A third catalyst seems like a negative, but should provide long-term benefits. As part of the Stewart deal being approved by the FTC, Service Corp. signed a consent decree with the FTC to divest 53 funeral homes and 38 cemeteries of the combined company. In total, this represented $53 million in 2012 EBITDA. Note that management had only guided for $35 million-$45 million in required divestitures.

While initially disappointing, Service Corp. will still capitalize on the expected return from the deal when compared to the cost of capital. Not to mention, growth should accelerate in 2015 and beyond. Because of these asset sales, management will get a cash infusion, which it will use to grow the business. When you combine this with incremental field synergies and pre-need sales strategies, Service Corp. wins either way.

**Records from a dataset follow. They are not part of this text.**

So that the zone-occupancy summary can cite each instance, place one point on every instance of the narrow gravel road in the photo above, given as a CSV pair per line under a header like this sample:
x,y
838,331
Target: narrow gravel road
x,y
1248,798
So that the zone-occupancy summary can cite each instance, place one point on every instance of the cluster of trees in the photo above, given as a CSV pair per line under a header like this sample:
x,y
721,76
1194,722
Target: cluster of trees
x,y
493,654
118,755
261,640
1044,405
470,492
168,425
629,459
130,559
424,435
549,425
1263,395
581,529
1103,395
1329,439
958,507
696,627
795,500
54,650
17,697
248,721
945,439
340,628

The other thing is, the required divestitures should free up significant capital to de-lever the business. Once this is achieved, investors should expect management to reinstitute a buyback program sometime in the second half of this year. All told, the company will be able to deliver better-than $300 million in free-cash-flow to be used to deliver value to shareholders.

Potential Risks

As much as I like Service Corp.'s business, there are some risks. For instance, last year the company benefited from a robust flu season. This year, the comps are not as strong. As noted, this is a product for advanced medicine, which continues to make breakthroughs each year. Gross margin has also contracted due to weak at-need volumes. As much as I like the potential benefits of the Stewart acquisition, there's also the chance that management may not realize the synergies that I've suggested.

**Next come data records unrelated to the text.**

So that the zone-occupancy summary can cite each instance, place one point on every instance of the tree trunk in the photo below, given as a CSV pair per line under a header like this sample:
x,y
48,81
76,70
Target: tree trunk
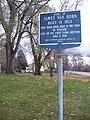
x,y
37,69
9,59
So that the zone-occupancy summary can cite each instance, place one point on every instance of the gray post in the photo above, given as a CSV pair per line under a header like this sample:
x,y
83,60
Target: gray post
x,y
60,86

And even if they do, the synergies may not yield the sort of value to make the stock a worthwhile gamble here at a P/E of 34. Last but not least, Service Corp. is also dealing with some outstanding legal liabilities that may pose a challenge to matching 2013's strong performance. In that regard, both Carriage and StoneMor present less risk. But Service Corp. has faced these challenges before.

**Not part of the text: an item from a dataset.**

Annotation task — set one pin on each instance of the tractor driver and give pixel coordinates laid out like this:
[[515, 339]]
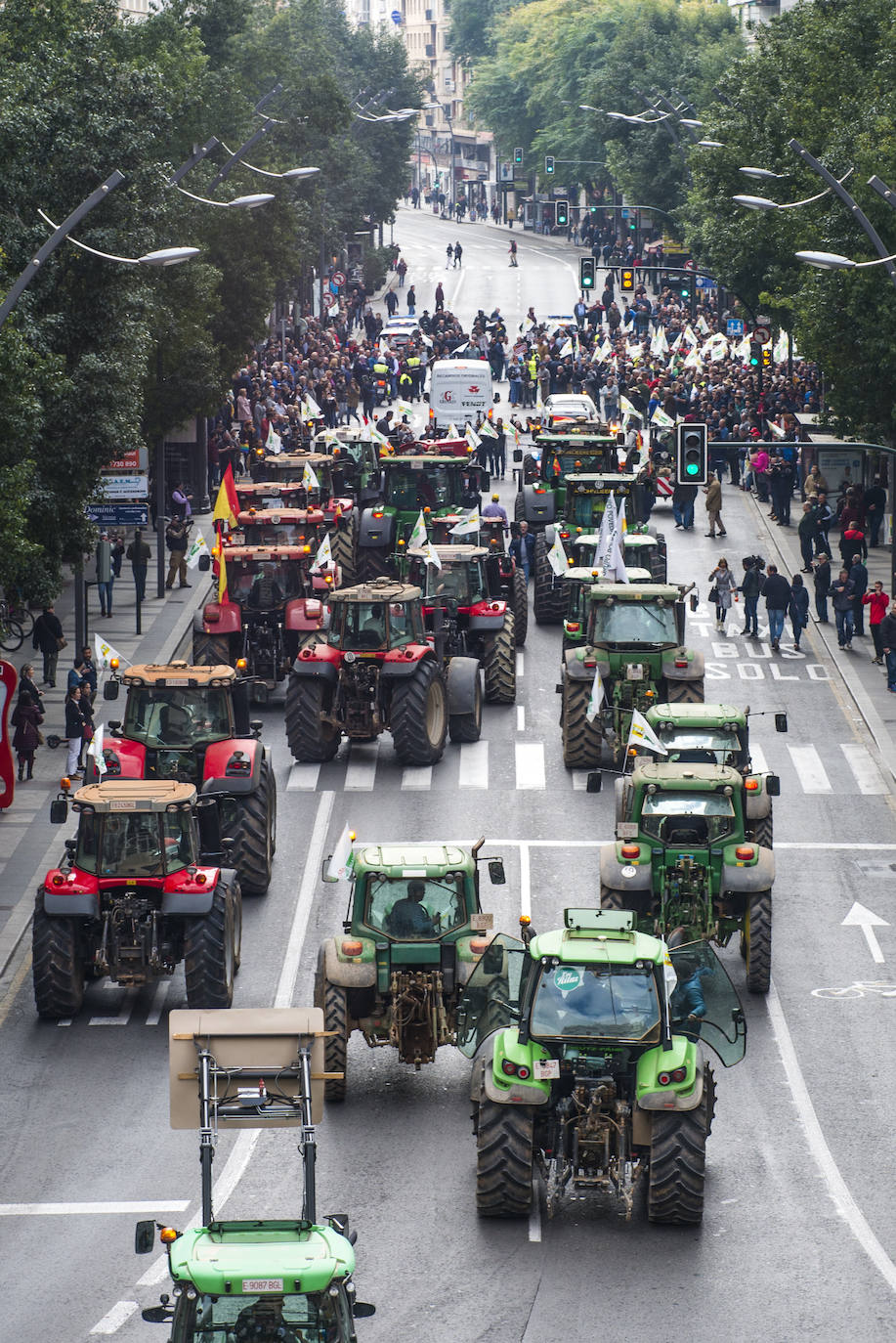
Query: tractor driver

What's more, the benefits of the Stewart acquisition are too much to ignore. I'm not suggesting investors are going to make a killing on this stock. But Service Corp. provides an important service to society that will always be in need. And it makes more sense to buy the best in the sector with better upside potential than the second or third best that present less risk.

Bottom Line

On the basis of strong synergies with the Stewart deal and management's projection of $60 million to $70 million in potential cost savings in two years, Service Corp. should be able to exceed this year's earnings estimates of $1.07 and surpass 2015 estimates of $1.22. Assuming the company can reach $1.10 this year and $1.25 to $1.30 in 2015, that, combined with the $53 million in required divestitures, should spur earnings by 4.5% to 5%, which should value the shares at around $23, or 15% above current value.

Disclosure: The author has no positions in any stocks mentioned, and no plans to initiate any positions within the next 72 hours.

Business relationship disclosure: The article has been written by Wall Street Playbook's healthcare sector analyst. Wall Street Playbook is not receiving compensation for it (other than from Seeking Alpha). Wall Street Playbook has no business relationship with any company whose stock is mentioned in this article.